Skip links

Tessitura a mano Giuditta Brozzetti

giuditta brozzetti
brozzetti cuscini
marta brozzetti
brozzetti cuscini

The history of weaving in Umbria has antique roots: the so-called “Perugia Tablecloths” were the strong point of the great weaving tradition in medieval Perugia.

As early as the late 12th century, the Perugia Tablecloths were used as altar cloths in the churches of Central Italy.

The importance of these cloths as part of the liturgical altar decoration is documented by how frequently they appear in the works of the most famous artists of the 14th and 15th centuries: from Giotto to Ghirlandaio to Leonardo da Vinci, to name just a few.

Throughout the centuries, Perugia altar cloths are listed in numerous inventories of important Italian and foreign churches and convents. Testifying to the wider domestic use of these textiles, they were also frequently mentioned in the legal documents of “dowries”.

Emblematic is the citation of “Perugia tablecloths and pannili” among the items listed in the inventory of Caterina de’ Medici’s dowry at the time of her marriage to Francesco II of France.

From the 16th century on there was a slow decline in the diffusion of this type of textile. By the end of the 19th century the production is limited to private homes and convents of Umbria and the Marche.


The Workshop – School of Giuditta Brozzetti


During World War I, Giuditta was nominated Elementary School Superintendent of Perugia. During her frequent horse carriage jaunts around the rural areas of the territory to inspect the various schools under her jurisdiction, she rediscovered the antique weaving tradition that was still alive in the peasants’ homes.

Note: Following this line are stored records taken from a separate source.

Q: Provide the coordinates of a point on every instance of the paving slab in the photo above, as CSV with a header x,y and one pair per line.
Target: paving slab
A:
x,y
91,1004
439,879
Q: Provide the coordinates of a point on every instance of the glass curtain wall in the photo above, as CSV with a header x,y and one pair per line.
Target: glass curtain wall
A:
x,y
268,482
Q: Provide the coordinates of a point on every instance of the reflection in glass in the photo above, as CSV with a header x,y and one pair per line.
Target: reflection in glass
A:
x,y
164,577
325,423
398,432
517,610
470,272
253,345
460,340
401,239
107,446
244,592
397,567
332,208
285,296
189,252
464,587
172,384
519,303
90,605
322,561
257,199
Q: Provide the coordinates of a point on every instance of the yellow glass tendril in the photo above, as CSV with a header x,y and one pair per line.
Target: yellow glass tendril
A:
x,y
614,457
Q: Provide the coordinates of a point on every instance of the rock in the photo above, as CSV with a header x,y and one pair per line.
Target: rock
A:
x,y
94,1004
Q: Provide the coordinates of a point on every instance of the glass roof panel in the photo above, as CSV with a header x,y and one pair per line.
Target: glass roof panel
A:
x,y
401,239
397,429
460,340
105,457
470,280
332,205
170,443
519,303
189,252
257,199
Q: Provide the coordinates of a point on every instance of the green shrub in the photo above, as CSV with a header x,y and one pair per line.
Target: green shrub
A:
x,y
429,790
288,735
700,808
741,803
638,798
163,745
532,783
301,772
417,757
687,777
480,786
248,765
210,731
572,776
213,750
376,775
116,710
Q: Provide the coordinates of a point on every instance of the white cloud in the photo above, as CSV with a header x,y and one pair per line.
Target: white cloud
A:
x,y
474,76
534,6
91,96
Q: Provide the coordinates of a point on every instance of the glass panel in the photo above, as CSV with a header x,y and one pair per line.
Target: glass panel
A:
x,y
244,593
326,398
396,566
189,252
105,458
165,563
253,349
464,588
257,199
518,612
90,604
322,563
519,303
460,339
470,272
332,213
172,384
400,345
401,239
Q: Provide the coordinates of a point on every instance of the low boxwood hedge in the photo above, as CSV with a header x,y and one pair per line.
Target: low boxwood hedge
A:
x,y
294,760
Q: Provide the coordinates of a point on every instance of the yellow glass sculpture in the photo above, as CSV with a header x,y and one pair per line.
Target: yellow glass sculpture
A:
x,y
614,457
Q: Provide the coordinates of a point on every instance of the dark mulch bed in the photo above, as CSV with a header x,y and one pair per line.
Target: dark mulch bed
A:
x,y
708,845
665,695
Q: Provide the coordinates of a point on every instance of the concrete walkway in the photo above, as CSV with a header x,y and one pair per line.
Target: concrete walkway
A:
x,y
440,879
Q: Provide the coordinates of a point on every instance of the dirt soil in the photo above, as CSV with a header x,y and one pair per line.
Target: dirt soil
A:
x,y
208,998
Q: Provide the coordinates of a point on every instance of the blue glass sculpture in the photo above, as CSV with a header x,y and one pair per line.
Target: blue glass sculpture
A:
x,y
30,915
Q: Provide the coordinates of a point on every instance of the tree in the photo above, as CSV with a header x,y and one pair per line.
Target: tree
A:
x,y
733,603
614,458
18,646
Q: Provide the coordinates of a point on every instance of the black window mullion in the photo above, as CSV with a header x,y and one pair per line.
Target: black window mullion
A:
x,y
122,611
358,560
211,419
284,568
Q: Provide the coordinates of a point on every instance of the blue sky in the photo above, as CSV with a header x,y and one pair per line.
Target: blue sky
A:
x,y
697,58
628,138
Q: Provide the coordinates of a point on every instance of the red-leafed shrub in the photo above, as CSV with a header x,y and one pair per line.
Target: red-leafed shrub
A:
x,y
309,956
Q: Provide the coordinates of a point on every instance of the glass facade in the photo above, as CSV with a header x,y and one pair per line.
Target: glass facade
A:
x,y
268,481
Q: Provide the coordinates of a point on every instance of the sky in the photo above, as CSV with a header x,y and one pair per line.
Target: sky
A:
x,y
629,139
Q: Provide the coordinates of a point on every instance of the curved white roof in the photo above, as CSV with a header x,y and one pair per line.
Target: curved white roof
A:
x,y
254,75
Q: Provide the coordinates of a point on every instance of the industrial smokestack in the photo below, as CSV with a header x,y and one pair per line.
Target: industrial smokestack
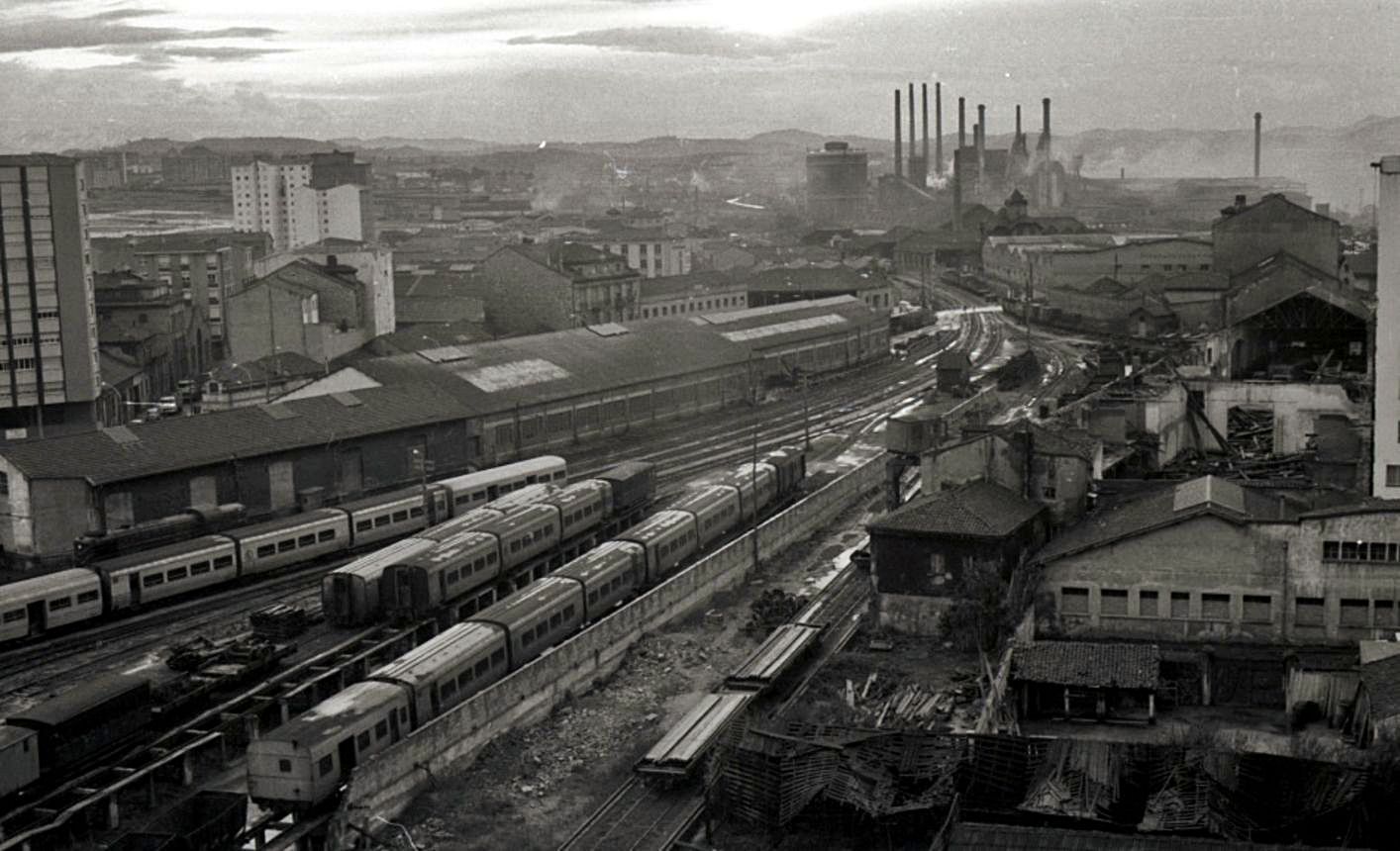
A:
x,y
962,122
939,128
1258,122
899,138
912,154
923,94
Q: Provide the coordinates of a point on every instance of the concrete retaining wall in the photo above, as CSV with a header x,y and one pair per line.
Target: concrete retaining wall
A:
x,y
386,783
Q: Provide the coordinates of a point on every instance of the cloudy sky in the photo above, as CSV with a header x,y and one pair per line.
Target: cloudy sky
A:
x,y
93,71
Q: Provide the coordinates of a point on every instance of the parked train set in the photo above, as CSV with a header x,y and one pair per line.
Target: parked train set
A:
x,y
304,762
126,583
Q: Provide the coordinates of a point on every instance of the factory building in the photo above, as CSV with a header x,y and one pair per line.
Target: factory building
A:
x,y
460,406
838,185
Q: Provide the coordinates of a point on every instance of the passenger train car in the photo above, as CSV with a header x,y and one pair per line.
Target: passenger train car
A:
x,y
304,763
496,549
141,578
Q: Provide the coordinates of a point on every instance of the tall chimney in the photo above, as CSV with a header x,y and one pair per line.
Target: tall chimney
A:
x,y
923,94
912,154
962,122
939,128
899,139
1258,122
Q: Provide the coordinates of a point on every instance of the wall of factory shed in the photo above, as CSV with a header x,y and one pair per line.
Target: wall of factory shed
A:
x,y
1199,580
1343,576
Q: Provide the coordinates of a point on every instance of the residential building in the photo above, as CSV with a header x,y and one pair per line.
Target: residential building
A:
x,y
154,327
50,374
307,308
1385,480
550,287
1247,234
304,200
695,293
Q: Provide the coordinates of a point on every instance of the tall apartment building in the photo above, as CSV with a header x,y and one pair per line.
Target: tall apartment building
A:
x,y
1385,480
304,200
50,371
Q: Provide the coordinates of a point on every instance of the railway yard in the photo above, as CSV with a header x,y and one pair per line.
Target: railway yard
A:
x,y
568,779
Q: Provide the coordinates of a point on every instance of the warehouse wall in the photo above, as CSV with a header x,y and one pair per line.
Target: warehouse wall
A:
x,y
386,783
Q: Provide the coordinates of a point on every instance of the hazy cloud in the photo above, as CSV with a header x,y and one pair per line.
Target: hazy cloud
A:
x,y
105,30
685,41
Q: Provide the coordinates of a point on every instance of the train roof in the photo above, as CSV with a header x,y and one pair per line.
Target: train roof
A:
x,y
375,561
451,645
656,523
78,699
524,604
317,516
193,546
604,557
63,580
334,714
508,470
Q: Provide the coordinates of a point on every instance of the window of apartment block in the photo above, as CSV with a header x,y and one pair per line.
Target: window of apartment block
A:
x,y
1257,608
1216,607
1147,604
1355,614
1113,601
1309,611
1074,601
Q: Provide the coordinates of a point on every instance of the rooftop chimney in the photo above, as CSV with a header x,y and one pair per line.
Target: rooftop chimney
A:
x,y
899,141
939,128
1258,121
923,94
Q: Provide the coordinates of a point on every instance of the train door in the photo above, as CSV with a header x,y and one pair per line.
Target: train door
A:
x,y
348,756
38,615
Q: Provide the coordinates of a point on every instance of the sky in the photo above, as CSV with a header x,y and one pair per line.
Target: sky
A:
x,y
94,71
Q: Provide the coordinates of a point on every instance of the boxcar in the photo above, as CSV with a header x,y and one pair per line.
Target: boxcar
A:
x,y
447,669
33,607
391,516
633,485
609,574
19,757
668,537
420,583
350,594
291,540
716,510
87,719
305,760
480,487
139,578
537,617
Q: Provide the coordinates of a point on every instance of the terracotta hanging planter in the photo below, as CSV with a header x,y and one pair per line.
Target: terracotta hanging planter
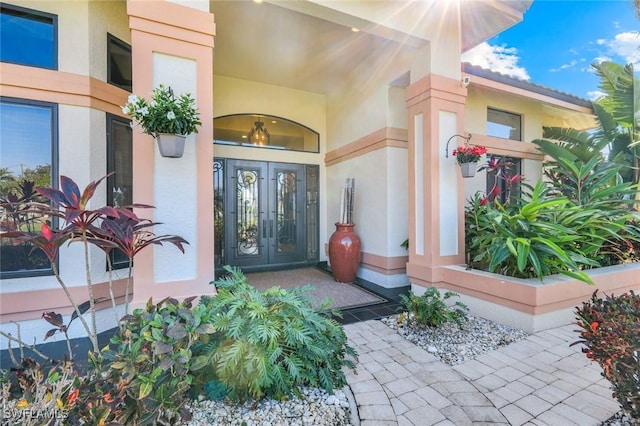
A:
x,y
468,169
171,145
344,253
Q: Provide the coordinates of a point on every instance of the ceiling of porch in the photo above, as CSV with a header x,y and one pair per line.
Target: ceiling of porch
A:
x,y
310,45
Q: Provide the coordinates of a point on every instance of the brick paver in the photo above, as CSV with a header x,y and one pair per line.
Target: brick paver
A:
x,y
540,380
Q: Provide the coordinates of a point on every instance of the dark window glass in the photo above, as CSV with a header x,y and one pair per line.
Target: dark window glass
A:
x,y
502,124
264,131
28,145
118,63
28,37
120,162
503,183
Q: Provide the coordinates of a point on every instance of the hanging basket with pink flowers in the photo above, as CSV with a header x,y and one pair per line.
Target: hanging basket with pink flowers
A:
x,y
468,157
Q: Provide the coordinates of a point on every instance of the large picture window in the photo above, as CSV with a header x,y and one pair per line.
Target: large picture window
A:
x,y
28,37
28,147
120,163
505,125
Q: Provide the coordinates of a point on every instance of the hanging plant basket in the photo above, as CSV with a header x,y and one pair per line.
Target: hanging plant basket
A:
x,y
171,145
468,169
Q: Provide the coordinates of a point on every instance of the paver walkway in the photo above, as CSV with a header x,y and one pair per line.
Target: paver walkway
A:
x,y
536,381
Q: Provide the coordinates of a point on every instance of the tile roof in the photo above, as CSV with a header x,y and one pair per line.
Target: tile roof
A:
x,y
523,84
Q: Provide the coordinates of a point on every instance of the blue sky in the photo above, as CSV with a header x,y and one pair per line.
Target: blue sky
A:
x,y
558,40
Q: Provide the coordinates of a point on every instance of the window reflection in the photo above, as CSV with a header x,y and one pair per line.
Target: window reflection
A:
x,y
250,130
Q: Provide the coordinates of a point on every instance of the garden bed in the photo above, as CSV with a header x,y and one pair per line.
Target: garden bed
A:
x,y
529,304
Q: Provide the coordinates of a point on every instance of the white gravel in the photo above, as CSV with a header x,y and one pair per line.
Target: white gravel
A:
x,y
454,345
449,343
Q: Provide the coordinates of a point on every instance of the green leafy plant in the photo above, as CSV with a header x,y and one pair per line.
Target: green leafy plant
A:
x,y
164,113
541,235
36,394
611,337
148,370
431,308
269,343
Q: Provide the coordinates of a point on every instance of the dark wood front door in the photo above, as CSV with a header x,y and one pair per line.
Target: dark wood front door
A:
x,y
265,214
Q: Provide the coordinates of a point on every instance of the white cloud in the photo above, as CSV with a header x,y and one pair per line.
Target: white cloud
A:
x,y
500,59
571,64
626,46
594,95
623,47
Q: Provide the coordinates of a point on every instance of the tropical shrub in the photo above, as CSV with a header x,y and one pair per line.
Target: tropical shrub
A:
x,y
34,394
611,337
431,308
61,216
269,343
544,233
148,370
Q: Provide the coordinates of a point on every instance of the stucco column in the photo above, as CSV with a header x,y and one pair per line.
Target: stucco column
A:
x,y
172,44
436,191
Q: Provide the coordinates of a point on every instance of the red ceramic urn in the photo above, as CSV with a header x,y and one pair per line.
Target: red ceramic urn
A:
x,y
344,253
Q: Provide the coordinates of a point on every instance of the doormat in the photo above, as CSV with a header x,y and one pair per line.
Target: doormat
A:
x,y
342,295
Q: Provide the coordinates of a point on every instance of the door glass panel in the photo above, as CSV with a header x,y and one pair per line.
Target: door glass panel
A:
x,y
313,229
218,211
247,212
286,203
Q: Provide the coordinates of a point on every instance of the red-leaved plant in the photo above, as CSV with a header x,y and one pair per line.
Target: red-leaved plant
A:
x,y
106,227
610,333
469,153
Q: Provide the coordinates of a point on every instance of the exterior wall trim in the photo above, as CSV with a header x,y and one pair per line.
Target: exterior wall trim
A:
x,y
498,146
29,305
382,138
534,305
19,81
194,28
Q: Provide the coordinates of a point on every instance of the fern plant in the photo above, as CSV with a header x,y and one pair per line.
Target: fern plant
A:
x,y
269,343
431,308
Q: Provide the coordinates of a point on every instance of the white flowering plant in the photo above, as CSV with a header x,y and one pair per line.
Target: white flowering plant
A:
x,y
164,113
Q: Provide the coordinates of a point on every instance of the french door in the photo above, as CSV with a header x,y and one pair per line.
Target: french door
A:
x,y
266,214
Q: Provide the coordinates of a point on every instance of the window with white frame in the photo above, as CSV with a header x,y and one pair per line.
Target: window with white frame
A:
x,y
504,175
119,65
28,37
503,124
120,164
28,159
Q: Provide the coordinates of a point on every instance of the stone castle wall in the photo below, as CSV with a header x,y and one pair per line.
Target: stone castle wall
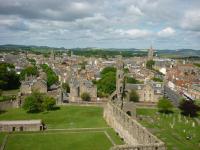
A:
x,y
8,104
134,134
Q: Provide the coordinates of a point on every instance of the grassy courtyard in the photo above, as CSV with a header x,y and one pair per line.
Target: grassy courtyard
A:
x,y
173,129
65,117
70,128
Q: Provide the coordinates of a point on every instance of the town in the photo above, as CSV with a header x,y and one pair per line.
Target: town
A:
x,y
99,75
134,92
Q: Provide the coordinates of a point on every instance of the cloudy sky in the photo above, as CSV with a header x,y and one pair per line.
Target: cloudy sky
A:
x,y
169,24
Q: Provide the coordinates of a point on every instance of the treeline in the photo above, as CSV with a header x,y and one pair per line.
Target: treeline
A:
x,y
8,78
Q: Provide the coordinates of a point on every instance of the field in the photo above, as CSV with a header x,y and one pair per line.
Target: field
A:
x,y
70,128
177,131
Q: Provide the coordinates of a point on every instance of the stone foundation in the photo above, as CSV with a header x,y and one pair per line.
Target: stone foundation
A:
x,y
134,134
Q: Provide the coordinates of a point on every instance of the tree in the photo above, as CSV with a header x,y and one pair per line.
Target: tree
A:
x,y
149,64
85,96
133,96
107,84
132,80
48,103
66,87
38,102
164,105
189,108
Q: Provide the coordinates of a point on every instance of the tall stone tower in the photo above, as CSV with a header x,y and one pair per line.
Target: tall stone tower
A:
x,y
52,55
150,53
119,78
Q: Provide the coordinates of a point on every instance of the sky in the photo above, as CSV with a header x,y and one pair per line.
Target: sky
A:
x,y
165,24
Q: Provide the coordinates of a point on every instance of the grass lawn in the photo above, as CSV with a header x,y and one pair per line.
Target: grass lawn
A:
x,y
58,141
174,137
65,117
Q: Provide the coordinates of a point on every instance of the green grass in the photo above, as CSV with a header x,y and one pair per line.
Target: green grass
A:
x,y
65,117
58,141
76,117
175,137
2,135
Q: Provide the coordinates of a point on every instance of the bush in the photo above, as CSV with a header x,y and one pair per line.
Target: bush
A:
x,y
85,96
189,108
8,78
133,96
38,102
164,105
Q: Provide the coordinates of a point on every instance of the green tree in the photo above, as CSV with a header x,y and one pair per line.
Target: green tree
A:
x,y
157,79
133,96
189,108
150,64
107,84
48,103
85,96
164,105
8,77
66,87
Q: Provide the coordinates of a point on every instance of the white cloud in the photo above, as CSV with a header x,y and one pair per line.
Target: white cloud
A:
x,y
167,32
133,10
191,20
133,33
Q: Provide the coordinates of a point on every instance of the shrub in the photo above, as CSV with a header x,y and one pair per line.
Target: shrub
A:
x,y
164,105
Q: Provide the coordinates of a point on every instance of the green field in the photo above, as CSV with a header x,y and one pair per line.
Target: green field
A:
x,y
173,129
69,128
65,117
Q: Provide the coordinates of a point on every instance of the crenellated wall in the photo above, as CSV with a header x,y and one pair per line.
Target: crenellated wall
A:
x,y
134,134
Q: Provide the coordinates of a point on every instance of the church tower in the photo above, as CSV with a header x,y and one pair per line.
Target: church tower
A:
x,y
150,53
119,78
52,55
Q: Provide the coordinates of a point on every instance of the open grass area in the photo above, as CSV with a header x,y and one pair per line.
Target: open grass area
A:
x,y
65,117
173,129
62,140
70,128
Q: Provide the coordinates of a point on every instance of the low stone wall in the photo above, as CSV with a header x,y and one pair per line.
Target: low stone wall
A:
x,y
8,104
134,134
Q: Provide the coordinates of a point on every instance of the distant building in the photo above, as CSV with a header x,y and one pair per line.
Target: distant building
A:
x,y
148,92
150,53
80,86
33,84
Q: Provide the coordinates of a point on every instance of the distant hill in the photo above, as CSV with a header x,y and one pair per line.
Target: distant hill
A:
x,y
164,53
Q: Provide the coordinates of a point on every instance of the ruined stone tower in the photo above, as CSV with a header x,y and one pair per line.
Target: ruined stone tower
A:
x,y
119,78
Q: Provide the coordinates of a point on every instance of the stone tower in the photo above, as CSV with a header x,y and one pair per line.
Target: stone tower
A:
x,y
52,55
119,78
150,53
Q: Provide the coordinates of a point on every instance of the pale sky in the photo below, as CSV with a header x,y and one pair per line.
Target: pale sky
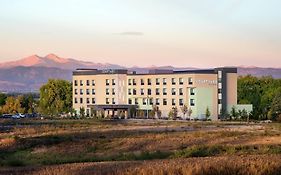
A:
x,y
198,33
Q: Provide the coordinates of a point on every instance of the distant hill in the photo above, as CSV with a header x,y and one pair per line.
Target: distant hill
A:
x,y
28,74
52,60
259,72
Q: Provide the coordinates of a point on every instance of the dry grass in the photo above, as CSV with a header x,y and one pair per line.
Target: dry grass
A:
x,y
252,165
35,144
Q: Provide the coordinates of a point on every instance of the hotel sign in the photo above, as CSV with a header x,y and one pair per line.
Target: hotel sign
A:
x,y
209,82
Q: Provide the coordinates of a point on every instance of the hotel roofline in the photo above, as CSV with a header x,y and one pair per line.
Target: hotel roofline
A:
x,y
82,71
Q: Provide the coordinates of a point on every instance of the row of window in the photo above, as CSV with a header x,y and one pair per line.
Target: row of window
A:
x,y
134,82
88,91
157,91
157,81
149,101
93,101
145,101
81,82
134,91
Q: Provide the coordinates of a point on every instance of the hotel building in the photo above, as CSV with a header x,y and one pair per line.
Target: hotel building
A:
x,y
115,90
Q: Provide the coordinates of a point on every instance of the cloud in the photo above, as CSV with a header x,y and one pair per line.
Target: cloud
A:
x,y
130,33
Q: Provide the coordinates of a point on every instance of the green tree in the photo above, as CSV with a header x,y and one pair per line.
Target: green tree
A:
x,y
173,113
233,113
56,97
3,98
189,112
133,111
82,112
207,113
184,110
275,110
12,106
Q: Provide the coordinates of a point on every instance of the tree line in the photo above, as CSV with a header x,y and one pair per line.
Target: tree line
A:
x,y
263,93
56,98
13,104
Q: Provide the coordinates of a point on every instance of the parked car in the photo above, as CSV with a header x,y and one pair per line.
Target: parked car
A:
x,y
7,115
16,116
21,115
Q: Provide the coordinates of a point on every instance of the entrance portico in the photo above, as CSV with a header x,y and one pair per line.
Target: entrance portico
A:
x,y
114,110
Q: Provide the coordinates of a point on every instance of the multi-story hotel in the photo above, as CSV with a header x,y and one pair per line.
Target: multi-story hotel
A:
x,y
120,90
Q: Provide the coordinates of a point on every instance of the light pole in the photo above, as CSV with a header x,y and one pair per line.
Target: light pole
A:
x,y
147,106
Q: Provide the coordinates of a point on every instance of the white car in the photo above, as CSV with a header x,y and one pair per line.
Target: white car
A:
x,y
15,116
21,115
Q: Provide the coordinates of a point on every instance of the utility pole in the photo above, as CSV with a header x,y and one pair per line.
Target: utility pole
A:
x,y
147,100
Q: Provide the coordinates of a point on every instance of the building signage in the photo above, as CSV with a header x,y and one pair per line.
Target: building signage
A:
x,y
108,71
209,82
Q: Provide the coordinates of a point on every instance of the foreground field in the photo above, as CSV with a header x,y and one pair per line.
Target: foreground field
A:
x,y
138,147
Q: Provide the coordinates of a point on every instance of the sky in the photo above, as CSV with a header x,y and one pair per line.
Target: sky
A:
x,y
182,33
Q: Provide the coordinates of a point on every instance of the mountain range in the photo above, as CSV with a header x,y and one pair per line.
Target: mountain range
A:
x,y
28,74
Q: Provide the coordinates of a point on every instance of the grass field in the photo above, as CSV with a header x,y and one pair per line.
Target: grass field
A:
x,y
138,147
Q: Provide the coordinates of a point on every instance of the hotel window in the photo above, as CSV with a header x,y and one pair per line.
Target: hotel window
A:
x,y
164,81
144,101
107,82
192,91
142,82
142,91
180,91
181,81
134,92
220,76
192,102
164,101
157,81
148,91
149,81
190,81
157,91
173,91
150,101
181,102
164,91
173,102
157,101
173,81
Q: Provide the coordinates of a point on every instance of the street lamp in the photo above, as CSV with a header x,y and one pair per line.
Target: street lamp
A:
x,y
147,106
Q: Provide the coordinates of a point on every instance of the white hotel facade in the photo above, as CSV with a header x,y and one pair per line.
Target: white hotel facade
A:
x,y
119,90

Giuditta became an expert appraiser, collecting the most beautiful textiles and bringing them to Perugia where they were displayed at the “Permanent Italian Decorative Arts” exhibition and sold. The profits soon became an important source of income and emancipation for the rural female population.

As the men returned after the end of the war, Giuditta resigned her post as Superintendent to make room for the veterans. In 1921 she began her entrepreneurial “adventure” by opening the Textile Workshop of Hand Weaving where she reproduced, along with the traditional Umbrian textiles, some of the most beautiful damasks of the past. At that time, and remarkably still today, the Workshop uses both the four-heddle traditional manual foot-looms to produce the “rustic textiles” so typical of the rural areas, as well as, the “jacquard” looms (copyright Vincenzi, 1836) to weave both damasks and the Perugia tablecloths. Most of the iconographic research was done by Giuditta who commissioned the famous wood-engraver, Bruno da Osimo, to make the patterns.

Under the entrepreneurial impulse of its founder, the Giuditta Brozzetti Workshop became one of the most well known and most prestigious workshops of traditional, artistic textiles in Italy. Giuditta’s daughter, Eleonora, took over the business in 1957, adding textiles for fashion designers. One of her models won a designer award in Milan. For many years, Eleonora was flanked by her daughter Clara. Following her interest in history and iconography, Clara did considerable research on the Perugia Tablecoths and worked on authentic reproductions of these historic textiles.

In 1995 Clara’s daughter, Marta, took over the management of the Giuditta Brozzetti Hand Weaving Workshop – thus ushering in the fourth generation. Marta, developing an idea of her mother, transferred the Workshop to the church of San Francesco delle Donne. An interior designer, Marta, expresses her creativity by designing and weaving textiles for the home. Today the Workshop is in continuous evolution: along with its traditional production, new ideas are experimented in an attempt to find modern solutions within the antique Umbrian textile tradition.